When I asked her to talk about this subject with me, Jill admitted that it’s probably easier to write characters of different races and backgrounds in a completely invented world. She said, “I think it’s important for CBA authors to write the stories God puts on their hearts, to write honest stories. Diversity is a huge trend in ABA, and most editors and agents will caution authors against writing to trends. At the same time, CBA authors can write about anything general market authors write about. We just tend to write it differently. The challenge often comes with the treatment. Authors who are going to write about any kind of minority that they are not a part of—racial, disabilities, and others—had better do their research so that the treatment is honest and respectful in how it’s handled.”
That’s where we are right now. I can’t tell the story of where we’re going, except to say this: I’m hearing more and more people who notice a gap and want to do something about it, people who are starting conversations just like this one.
Before I close out, I want to address another line of speculation, one that relates to you. Yes, you, the person reading this post.
Maybe you’re an author whose books haven’t included much diversity, and you have good reasons that haven’t been addressed. Maybe you’re a reader who doesn’t like the comment that publishers shy away from portraying people of color on covers because they have had lower sales. Maybe, like me, you’re a publishing employee who knows the complex backstory behind which projects reach contract stage and which ones don’t.

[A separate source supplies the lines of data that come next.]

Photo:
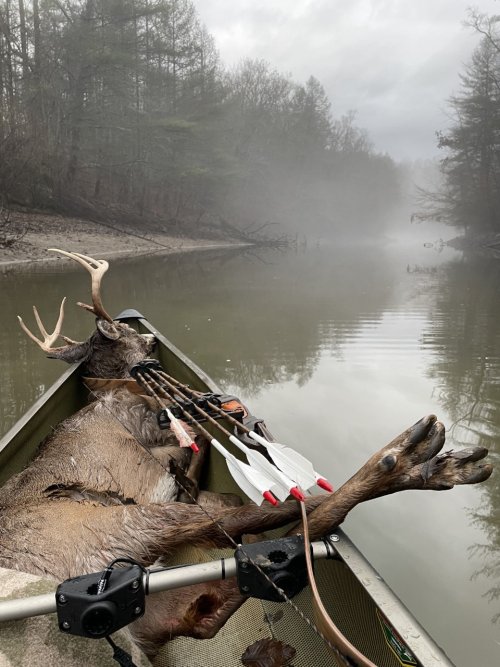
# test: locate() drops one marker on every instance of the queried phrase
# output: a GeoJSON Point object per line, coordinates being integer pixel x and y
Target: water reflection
{"type": "Point", "coordinates": [465, 335]}
{"type": "Point", "coordinates": [340, 350]}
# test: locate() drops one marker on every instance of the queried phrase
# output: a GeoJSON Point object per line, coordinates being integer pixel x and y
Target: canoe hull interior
{"type": "Point", "coordinates": [360, 603]}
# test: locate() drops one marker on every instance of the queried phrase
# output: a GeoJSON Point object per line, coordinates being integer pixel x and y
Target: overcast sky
{"type": "Point", "coordinates": [394, 61]}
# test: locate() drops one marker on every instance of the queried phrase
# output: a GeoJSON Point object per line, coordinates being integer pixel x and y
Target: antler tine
{"type": "Point", "coordinates": [97, 268]}
{"type": "Point", "coordinates": [48, 339]}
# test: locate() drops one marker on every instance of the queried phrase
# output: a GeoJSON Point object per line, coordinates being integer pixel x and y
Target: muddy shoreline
{"type": "Point", "coordinates": [43, 231]}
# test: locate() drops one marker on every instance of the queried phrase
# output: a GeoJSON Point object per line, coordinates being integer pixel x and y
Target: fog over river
{"type": "Point", "coordinates": [339, 349]}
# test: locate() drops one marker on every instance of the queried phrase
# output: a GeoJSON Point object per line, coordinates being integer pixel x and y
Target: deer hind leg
{"type": "Point", "coordinates": [198, 611]}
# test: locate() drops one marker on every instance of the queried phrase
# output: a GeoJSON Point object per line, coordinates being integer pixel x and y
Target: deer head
{"type": "Point", "coordinates": [111, 350]}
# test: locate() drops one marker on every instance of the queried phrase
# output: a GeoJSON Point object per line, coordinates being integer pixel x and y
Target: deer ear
{"type": "Point", "coordinates": [107, 329]}
{"type": "Point", "coordinates": [71, 354]}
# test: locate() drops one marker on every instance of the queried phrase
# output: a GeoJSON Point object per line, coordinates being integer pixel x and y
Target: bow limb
{"type": "Point", "coordinates": [341, 646]}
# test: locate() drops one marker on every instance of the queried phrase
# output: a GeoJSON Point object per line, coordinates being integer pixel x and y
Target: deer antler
{"type": "Point", "coordinates": [97, 268]}
{"type": "Point", "coordinates": [48, 339]}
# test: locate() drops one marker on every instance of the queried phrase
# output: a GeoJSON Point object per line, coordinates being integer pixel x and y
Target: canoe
{"type": "Point", "coordinates": [360, 603]}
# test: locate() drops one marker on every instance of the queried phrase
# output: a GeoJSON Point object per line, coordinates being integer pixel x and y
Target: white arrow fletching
{"type": "Point", "coordinates": [252, 482]}
{"type": "Point", "coordinates": [244, 484]}
{"type": "Point", "coordinates": [289, 461]}
{"type": "Point", "coordinates": [180, 433]}
{"type": "Point", "coordinates": [260, 463]}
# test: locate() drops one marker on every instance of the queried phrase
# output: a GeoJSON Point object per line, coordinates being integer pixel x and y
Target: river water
{"type": "Point", "coordinates": [340, 349]}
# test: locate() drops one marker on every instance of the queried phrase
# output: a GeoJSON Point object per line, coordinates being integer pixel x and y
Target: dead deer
{"type": "Point", "coordinates": [94, 493]}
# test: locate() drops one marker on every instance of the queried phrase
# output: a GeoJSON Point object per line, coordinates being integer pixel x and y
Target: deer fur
{"type": "Point", "coordinates": [95, 491]}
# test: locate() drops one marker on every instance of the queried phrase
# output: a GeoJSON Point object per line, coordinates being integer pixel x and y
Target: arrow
{"type": "Point", "coordinates": [254, 483]}
{"type": "Point", "coordinates": [180, 432]}
{"type": "Point", "coordinates": [288, 460]}
{"type": "Point", "coordinates": [284, 485]}
{"type": "Point", "coordinates": [295, 466]}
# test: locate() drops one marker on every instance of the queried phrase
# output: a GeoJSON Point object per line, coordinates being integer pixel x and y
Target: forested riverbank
{"type": "Point", "coordinates": [122, 111]}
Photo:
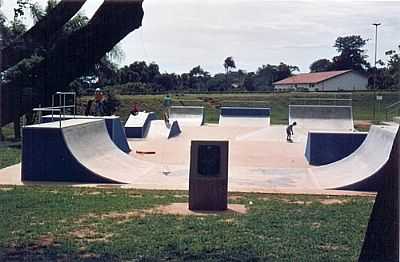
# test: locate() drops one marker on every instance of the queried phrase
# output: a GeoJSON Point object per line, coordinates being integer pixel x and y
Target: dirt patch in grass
{"type": "Point", "coordinates": [296, 202]}
{"type": "Point", "coordinates": [332, 201]}
{"type": "Point", "coordinates": [330, 247]}
{"type": "Point", "coordinates": [118, 217]}
{"type": "Point", "coordinates": [181, 196]}
{"type": "Point", "coordinates": [315, 225]}
{"type": "Point", "coordinates": [182, 209]}
{"type": "Point", "coordinates": [89, 234]}
{"type": "Point", "coordinates": [235, 197]}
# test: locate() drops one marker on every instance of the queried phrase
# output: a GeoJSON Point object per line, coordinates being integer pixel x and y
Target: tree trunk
{"type": "Point", "coordinates": [74, 56]}
{"type": "Point", "coordinates": [17, 128]}
{"type": "Point", "coordinates": [40, 34]}
{"type": "Point", "coordinates": [2, 138]}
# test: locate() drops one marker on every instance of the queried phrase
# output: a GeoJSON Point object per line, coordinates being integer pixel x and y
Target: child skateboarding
{"type": "Point", "coordinates": [289, 132]}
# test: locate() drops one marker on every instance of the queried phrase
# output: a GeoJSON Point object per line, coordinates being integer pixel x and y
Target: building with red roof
{"type": "Point", "coordinates": [343, 80]}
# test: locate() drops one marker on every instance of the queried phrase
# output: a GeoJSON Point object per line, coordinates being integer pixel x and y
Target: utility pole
{"type": "Point", "coordinates": [375, 70]}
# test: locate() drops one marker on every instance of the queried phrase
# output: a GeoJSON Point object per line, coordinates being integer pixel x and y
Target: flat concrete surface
{"type": "Point", "coordinates": [187, 115]}
{"type": "Point", "coordinates": [322, 117]}
{"type": "Point", "coordinates": [244, 116]}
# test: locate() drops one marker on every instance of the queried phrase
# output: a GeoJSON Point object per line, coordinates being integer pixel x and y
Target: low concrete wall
{"type": "Point", "coordinates": [327, 147]}
{"type": "Point", "coordinates": [246, 111]}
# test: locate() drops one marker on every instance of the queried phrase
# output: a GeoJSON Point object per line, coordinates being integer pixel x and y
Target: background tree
{"type": "Point", "coordinates": [73, 56]}
{"type": "Point", "coordinates": [321, 65]}
{"type": "Point", "coordinates": [352, 55]}
{"type": "Point", "coordinates": [228, 64]}
{"type": "Point", "coordinates": [198, 78]}
{"type": "Point", "coordinates": [393, 68]}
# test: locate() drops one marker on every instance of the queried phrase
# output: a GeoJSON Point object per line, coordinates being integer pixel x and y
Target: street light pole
{"type": "Point", "coordinates": [375, 70]}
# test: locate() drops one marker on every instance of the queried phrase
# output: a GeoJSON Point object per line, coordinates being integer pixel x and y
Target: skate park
{"type": "Point", "coordinates": [326, 154]}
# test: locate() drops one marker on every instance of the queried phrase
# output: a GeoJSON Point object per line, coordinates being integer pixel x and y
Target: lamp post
{"type": "Point", "coordinates": [375, 70]}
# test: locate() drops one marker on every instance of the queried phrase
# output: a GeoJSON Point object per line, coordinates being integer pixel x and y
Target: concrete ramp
{"type": "Point", "coordinates": [187, 115]}
{"type": "Point", "coordinates": [80, 151]}
{"type": "Point", "coordinates": [362, 169]}
{"type": "Point", "coordinates": [113, 123]}
{"type": "Point", "coordinates": [159, 129]}
{"type": "Point", "coordinates": [244, 116]}
{"type": "Point", "coordinates": [322, 117]}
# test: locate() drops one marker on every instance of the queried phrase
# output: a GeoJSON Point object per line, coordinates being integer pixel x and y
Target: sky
{"type": "Point", "coordinates": [181, 34]}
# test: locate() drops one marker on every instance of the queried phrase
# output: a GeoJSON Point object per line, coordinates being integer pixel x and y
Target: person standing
{"type": "Point", "coordinates": [99, 100]}
{"type": "Point", "coordinates": [289, 132]}
{"type": "Point", "coordinates": [167, 105]}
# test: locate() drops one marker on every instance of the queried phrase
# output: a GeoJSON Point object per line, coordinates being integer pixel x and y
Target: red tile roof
{"type": "Point", "coordinates": [310, 78]}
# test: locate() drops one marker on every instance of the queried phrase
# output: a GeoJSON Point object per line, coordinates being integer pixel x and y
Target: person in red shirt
{"type": "Point", "coordinates": [135, 109]}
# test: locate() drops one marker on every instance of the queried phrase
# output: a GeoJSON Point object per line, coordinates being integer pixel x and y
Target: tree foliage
{"type": "Point", "coordinates": [351, 54]}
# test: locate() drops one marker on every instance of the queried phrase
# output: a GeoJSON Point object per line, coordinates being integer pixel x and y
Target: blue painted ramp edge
{"type": "Point", "coordinates": [140, 131]}
{"type": "Point", "coordinates": [45, 157]}
{"type": "Point", "coordinates": [113, 124]}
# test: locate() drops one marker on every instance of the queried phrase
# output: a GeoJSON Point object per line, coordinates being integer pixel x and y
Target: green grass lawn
{"type": "Point", "coordinates": [69, 224]}
{"type": "Point", "coordinates": [9, 156]}
{"type": "Point", "coordinates": [362, 103]}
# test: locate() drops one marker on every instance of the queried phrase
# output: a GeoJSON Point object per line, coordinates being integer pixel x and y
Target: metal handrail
{"type": "Point", "coordinates": [62, 101]}
{"type": "Point", "coordinates": [48, 109]}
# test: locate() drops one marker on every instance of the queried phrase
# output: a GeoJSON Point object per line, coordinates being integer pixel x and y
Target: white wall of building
{"type": "Point", "coordinates": [348, 81]}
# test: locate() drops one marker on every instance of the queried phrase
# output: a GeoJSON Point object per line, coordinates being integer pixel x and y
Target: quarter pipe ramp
{"type": "Point", "coordinates": [322, 117]}
{"type": "Point", "coordinates": [80, 151]}
{"type": "Point", "coordinates": [362, 169]}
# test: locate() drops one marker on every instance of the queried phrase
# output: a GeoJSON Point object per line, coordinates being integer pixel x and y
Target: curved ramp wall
{"type": "Point", "coordinates": [322, 117]}
{"type": "Point", "coordinates": [362, 169]}
{"type": "Point", "coordinates": [138, 126]}
{"type": "Point", "coordinates": [327, 147]}
{"type": "Point", "coordinates": [113, 123]}
{"type": "Point", "coordinates": [80, 151]}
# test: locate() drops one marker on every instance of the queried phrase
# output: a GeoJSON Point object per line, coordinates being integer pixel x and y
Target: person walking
{"type": "Point", "coordinates": [99, 101]}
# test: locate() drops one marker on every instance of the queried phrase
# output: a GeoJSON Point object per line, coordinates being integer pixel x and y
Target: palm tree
{"type": "Point", "coordinates": [228, 63]}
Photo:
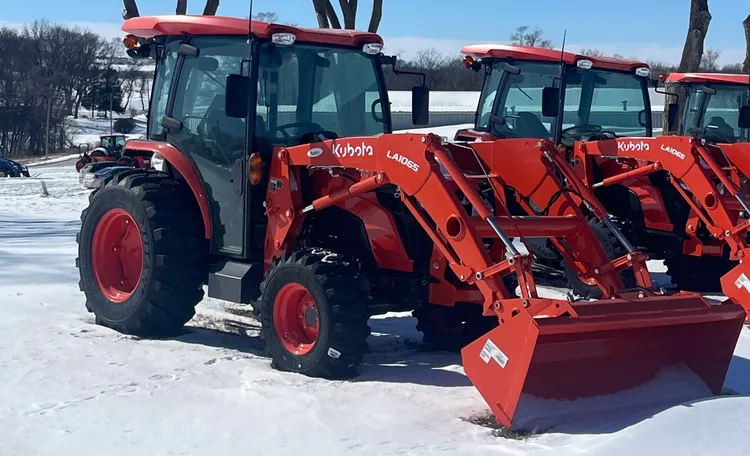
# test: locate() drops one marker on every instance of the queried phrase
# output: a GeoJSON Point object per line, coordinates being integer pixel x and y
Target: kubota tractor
{"type": "Point", "coordinates": [716, 105]}
{"type": "Point", "coordinates": [111, 149]}
{"type": "Point", "coordinates": [277, 182]}
{"type": "Point", "coordinates": [671, 196]}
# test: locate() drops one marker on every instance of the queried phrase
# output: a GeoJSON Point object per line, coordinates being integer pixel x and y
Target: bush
{"type": "Point", "coordinates": [124, 125]}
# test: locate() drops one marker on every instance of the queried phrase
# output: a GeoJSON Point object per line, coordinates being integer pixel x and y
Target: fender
{"type": "Point", "coordinates": [182, 164]}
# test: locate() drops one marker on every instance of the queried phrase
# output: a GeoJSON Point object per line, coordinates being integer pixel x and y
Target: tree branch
{"type": "Point", "coordinates": [746, 26]}
{"type": "Point", "coordinates": [349, 14]}
{"type": "Point", "coordinates": [131, 9]}
{"type": "Point", "coordinates": [211, 7]}
{"type": "Point", "coordinates": [331, 13]}
{"type": "Point", "coordinates": [320, 12]}
{"type": "Point", "coordinates": [699, 20]}
{"type": "Point", "coordinates": [377, 15]}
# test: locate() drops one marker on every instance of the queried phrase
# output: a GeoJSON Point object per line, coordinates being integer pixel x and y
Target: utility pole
{"type": "Point", "coordinates": [49, 114]}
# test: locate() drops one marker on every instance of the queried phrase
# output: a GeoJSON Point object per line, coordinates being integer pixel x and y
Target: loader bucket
{"type": "Point", "coordinates": [542, 372]}
{"type": "Point", "coordinates": [736, 285]}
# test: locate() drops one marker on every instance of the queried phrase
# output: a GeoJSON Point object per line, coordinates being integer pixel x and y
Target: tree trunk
{"type": "Point", "coordinates": [181, 7]}
{"type": "Point", "coordinates": [692, 53]}
{"type": "Point", "coordinates": [131, 9]}
{"type": "Point", "coordinates": [349, 9]}
{"type": "Point", "coordinates": [746, 26]}
{"type": "Point", "coordinates": [211, 7]}
{"type": "Point", "coordinates": [377, 15]}
{"type": "Point", "coordinates": [320, 13]}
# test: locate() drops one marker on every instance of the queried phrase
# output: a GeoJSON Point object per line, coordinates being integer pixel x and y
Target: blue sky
{"type": "Point", "coordinates": [637, 28]}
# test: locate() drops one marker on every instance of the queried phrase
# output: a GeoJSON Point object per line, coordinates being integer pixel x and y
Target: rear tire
{"type": "Point", "coordinates": [699, 274]}
{"type": "Point", "coordinates": [614, 250]}
{"type": "Point", "coordinates": [330, 299]}
{"type": "Point", "coordinates": [162, 259]}
{"type": "Point", "coordinates": [452, 328]}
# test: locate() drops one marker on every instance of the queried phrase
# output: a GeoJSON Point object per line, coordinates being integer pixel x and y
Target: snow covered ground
{"type": "Point", "coordinates": [70, 387]}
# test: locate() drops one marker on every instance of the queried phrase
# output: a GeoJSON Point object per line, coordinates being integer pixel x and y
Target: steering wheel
{"type": "Point", "coordinates": [282, 128]}
{"type": "Point", "coordinates": [581, 130]}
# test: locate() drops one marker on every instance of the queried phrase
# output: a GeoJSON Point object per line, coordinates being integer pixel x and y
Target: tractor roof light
{"type": "Point", "coordinates": [284, 39]}
{"type": "Point", "coordinates": [372, 48]}
{"type": "Point", "coordinates": [584, 64]}
{"type": "Point", "coordinates": [130, 41]}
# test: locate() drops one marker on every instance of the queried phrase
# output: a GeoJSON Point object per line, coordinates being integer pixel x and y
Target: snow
{"type": "Point", "coordinates": [70, 386]}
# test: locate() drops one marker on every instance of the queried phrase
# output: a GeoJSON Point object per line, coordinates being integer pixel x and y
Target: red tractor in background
{"type": "Point", "coordinates": [277, 181]}
{"type": "Point", "coordinates": [713, 105]}
{"type": "Point", "coordinates": [598, 112]}
{"type": "Point", "coordinates": [111, 149]}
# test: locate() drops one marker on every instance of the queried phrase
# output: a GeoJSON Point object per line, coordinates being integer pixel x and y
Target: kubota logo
{"type": "Point", "coordinates": [403, 160]}
{"type": "Point", "coordinates": [631, 146]}
{"type": "Point", "coordinates": [347, 150]}
{"type": "Point", "coordinates": [674, 152]}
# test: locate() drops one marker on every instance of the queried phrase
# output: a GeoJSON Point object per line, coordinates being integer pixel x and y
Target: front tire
{"type": "Point", "coordinates": [314, 314]}
{"type": "Point", "coordinates": [142, 256]}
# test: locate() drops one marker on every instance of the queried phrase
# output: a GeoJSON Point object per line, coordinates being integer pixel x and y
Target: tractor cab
{"type": "Point", "coordinates": [547, 94]}
{"type": "Point", "coordinates": [717, 106]}
{"type": "Point", "coordinates": [223, 105]}
{"type": "Point", "coordinates": [112, 144]}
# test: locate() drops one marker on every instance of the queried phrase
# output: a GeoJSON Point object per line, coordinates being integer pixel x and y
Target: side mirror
{"type": "Point", "coordinates": [673, 113]}
{"type": "Point", "coordinates": [420, 106]}
{"type": "Point", "coordinates": [237, 96]}
{"type": "Point", "coordinates": [642, 119]}
{"type": "Point", "coordinates": [550, 101]}
{"type": "Point", "coordinates": [744, 120]}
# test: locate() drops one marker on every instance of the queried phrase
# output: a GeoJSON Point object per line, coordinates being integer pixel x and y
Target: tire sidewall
{"type": "Point", "coordinates": [294, 273]}
{"type": "Point", "coordinates": [109, 198]}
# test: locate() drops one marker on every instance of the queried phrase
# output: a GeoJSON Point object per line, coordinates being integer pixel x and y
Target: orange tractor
{"type": "Point", "coordinates": [277, 181]}
{"type": "Point", "coordinates": [679, 199]}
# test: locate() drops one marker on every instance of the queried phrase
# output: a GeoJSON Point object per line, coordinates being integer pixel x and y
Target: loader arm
{"type": "Point", "coordinates": [696, 170]}
{"type": "Point", "coordinates": [548, 348]}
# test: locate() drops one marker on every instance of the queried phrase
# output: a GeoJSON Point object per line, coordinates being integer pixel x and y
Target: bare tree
{"type": "Point", "coordinates": [328, 17]}
{"type": "Point", "coordinates": [591, 52]}
{"type": "Point", "coordinates": [710, 60]}
{"type": "Point", "coordinates": [746, 64]}
{"type": "Point", "coordinates": [522, 36]}
{"type": "Point", "coordinates": [692, 55]}
{"type": "Point", "coordinates": [131, 8]}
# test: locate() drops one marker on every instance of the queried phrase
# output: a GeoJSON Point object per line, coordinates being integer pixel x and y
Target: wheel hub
{"type": "Point", "coordinates": [117, 255]}
{"type": "Point", "coordinates": [295, 318]}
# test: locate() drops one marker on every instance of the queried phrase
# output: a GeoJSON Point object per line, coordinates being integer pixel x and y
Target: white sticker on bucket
{"type": "Point", "coordinates": [743, 281]}
{"type": "Point", "coordinates": [490, 350]}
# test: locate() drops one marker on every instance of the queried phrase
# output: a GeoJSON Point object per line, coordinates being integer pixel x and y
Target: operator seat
{"type": "Point", "coordinates": [528, 125]}
{"type": "Point", "coordinates": [724, 129]}
{"type": "Point", "coordinates": [228, 132]}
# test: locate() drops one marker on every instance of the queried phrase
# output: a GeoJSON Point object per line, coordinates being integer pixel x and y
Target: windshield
{"type": "Point", "coordinates": [308, 89]}
{"type": "Point", "coordinates": [717, 113]}
{"type": "Point", "coordinates": [595, 100]}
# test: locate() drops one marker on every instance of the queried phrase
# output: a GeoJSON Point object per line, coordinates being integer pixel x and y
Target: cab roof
{"type": "Point", "coordinates": [504, 51]}
{"type": "Point", "coordinates": [709, 77]}
{"type": "Point", "coordinates": [151, 26]}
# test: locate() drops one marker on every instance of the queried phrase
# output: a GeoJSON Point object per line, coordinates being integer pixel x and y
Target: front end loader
{"type": "Point", "coordinates": [680, 199]}
{"type": "Point", "coordinates": [269, 198]}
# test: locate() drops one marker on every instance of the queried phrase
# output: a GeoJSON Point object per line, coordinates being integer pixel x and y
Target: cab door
{"type": "Point", "coordinates": [213, 141]}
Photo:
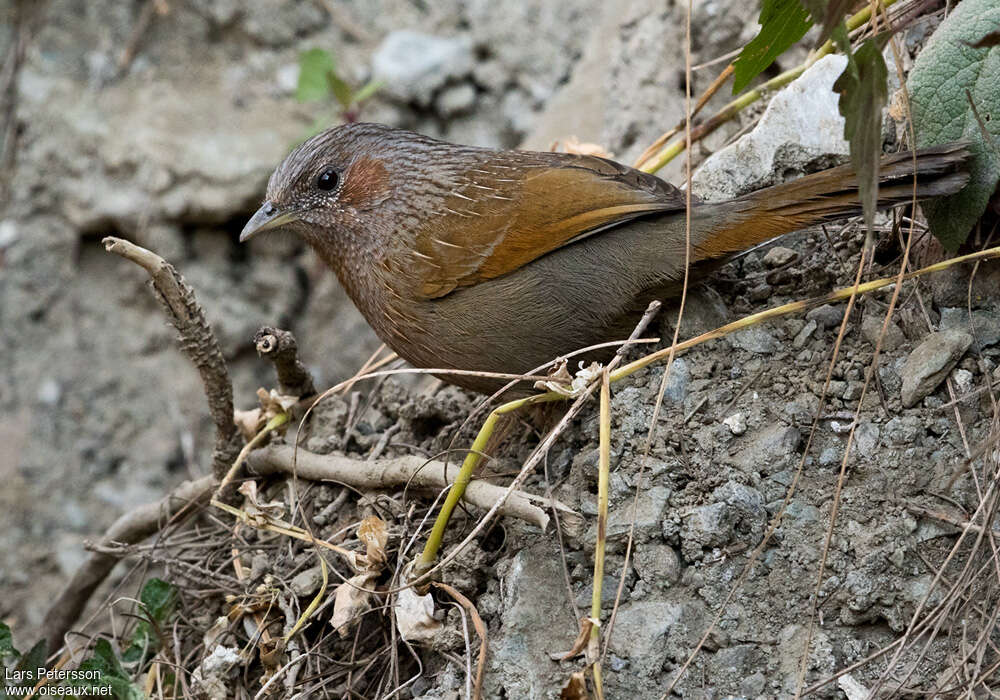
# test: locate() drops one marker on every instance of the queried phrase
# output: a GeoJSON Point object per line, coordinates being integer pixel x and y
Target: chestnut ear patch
{"type": "Point", "coordinates": [365, 185]}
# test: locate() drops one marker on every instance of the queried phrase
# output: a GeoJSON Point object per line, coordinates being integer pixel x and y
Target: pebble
{"type": "Point", "coordinates": [657, 563]}
{"type": "Point", "coordinates": [803, 335]}
{"type": "Point", "coordinates": [985, 323]}
{"type": "Point", "coordinates": [678, 381]}
{"type": "Point", "coordinates": [963, 381]}
{"type": "Point", "coordinates": [737, 423]}
{"type": "Point", "coordinates": [827, 315]}
{"type": "Point", "coordinates": [756, 340]}
{"type": "Point", "coordinates": [779, 256]}
{"type": "Point", "coordinates": [930, 362]}
{"type": "Point", "coordinates": [871, 329]}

Maybe reading this series of posts makes you slightly uncomfortable, because you are not racist, and somehow, even talking about this makes you feel like someone’s accusing you of that.
Here’s the thing: we can’t respond well to this issue (or any issue) from a posture of defensiveness.
When you hear that the Christian fiction community might have fallen short in this area, don’t jump to blame someone. I know that was my first reaction, and it’s not helpful.
Just listen. Hear stories that are different from your own, whether it’s by reading the comments on these posts, seeking out novels by minority authors, or following Christians who speak about race and faith on social media. Ask questions of yourself—not how other people or systems out of your control need to change, but what small things you can do to change. And pray for God to bring reconciliation through his church in all areas, but specifically in the area of racial division.
I know that got really big really fast. But I’m convinced we’re not just talking here about why authors of color tend to feel out of place in the inspirational writing community or why covers portray mostly one ethnicity. It’s bigger than that. It’s harder than that.
As racial tensions mount in our country, this feels especially important for Christians to talk about. Let’s not leave it to the pastors and theologians. Don’t get me wrong, their work is critical…but I want to bring in the storytellers and fiction readers too.
You can’t change everything. Neither can I (although sometimes I’d like to). But you can listen to understand, read to learn, love others more, and enter into potentially uncomfortable conversations with grace and humility.
Thank you so much Amy for sharing! I would love to hear what you think about this post and our discussion as a whole. Did you find yourself getting defensive when this was first brought up? Are you more open to discuss these issues? Please share any and all thoughts!